Kommentar
Krankenkassen auf dünnem Eis
Mit dem Start des Gesundheitsfonds und des morbiditätsbezogenen Risikostrukturausgleichs werden für Krankenkassen ganz neue Anreize gesetzt. Für sie werden Versicherte besonders interessant, die einen erhöhten Anspruch an den Gesundheitsfonds auslösen, aber noch keine erhöhten Kosten verursachen.
Kein Wunder also, dass das Bestreben groß ist, dass die Diagnosen von chronisch Kranken korrekt von den Ärzten kodiert werden. "Rightcoding" nennen Kassenstrategen es, wenn sie versuchen, Ärzte dazu zu animieren, keine Diagnosen zu vergessen.
Dagegen ist im Prinzip auch gar nichts einzuwenden, zumal ja auch die Vergütung der Vertragsärzte mittlerweile unter anderem von den kodierten Diagnosen abhängt.
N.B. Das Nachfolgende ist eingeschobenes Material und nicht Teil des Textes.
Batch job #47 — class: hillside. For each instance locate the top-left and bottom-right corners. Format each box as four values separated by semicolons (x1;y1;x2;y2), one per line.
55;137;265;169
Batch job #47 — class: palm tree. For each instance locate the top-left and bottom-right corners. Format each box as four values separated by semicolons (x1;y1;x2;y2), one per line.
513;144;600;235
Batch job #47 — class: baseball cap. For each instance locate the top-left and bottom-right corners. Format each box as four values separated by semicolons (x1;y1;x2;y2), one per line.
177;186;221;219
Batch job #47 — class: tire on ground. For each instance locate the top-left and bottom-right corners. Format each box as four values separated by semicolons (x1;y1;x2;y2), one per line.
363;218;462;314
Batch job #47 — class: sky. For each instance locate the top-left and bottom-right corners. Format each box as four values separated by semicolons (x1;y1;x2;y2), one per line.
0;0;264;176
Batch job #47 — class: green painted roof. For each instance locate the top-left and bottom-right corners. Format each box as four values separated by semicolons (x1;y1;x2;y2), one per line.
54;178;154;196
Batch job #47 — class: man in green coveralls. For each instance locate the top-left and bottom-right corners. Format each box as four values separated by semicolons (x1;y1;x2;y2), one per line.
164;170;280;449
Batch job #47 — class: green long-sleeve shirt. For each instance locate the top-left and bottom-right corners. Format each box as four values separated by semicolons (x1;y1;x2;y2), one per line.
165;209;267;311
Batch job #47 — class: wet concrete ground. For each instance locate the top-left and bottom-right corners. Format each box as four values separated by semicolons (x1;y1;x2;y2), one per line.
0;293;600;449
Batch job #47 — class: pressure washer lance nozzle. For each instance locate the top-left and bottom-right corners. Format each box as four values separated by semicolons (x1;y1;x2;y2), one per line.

Die Frage ist aber, welche Wege Krankenkassen dabei beschreiten sollten, um Ärzte dazu zu bewegen, eine Verdachtsdiagnose in eine gesicherte Diagnose umzuwandeln und sich so Hunderte oder mehr Euro zu sichern.
Zu diesem Zweck über die Patienten oder über die Ärzte zu gehen und für eine Richtigstellung der Diagnose sogar Geld zu bezahlen, das geht zu weit. Es bleibt dabei: Der Arzt stellt eigenverantwortlich die Diagnose. Den Kassen sollten die Daten, über die sie verfügen, genügen.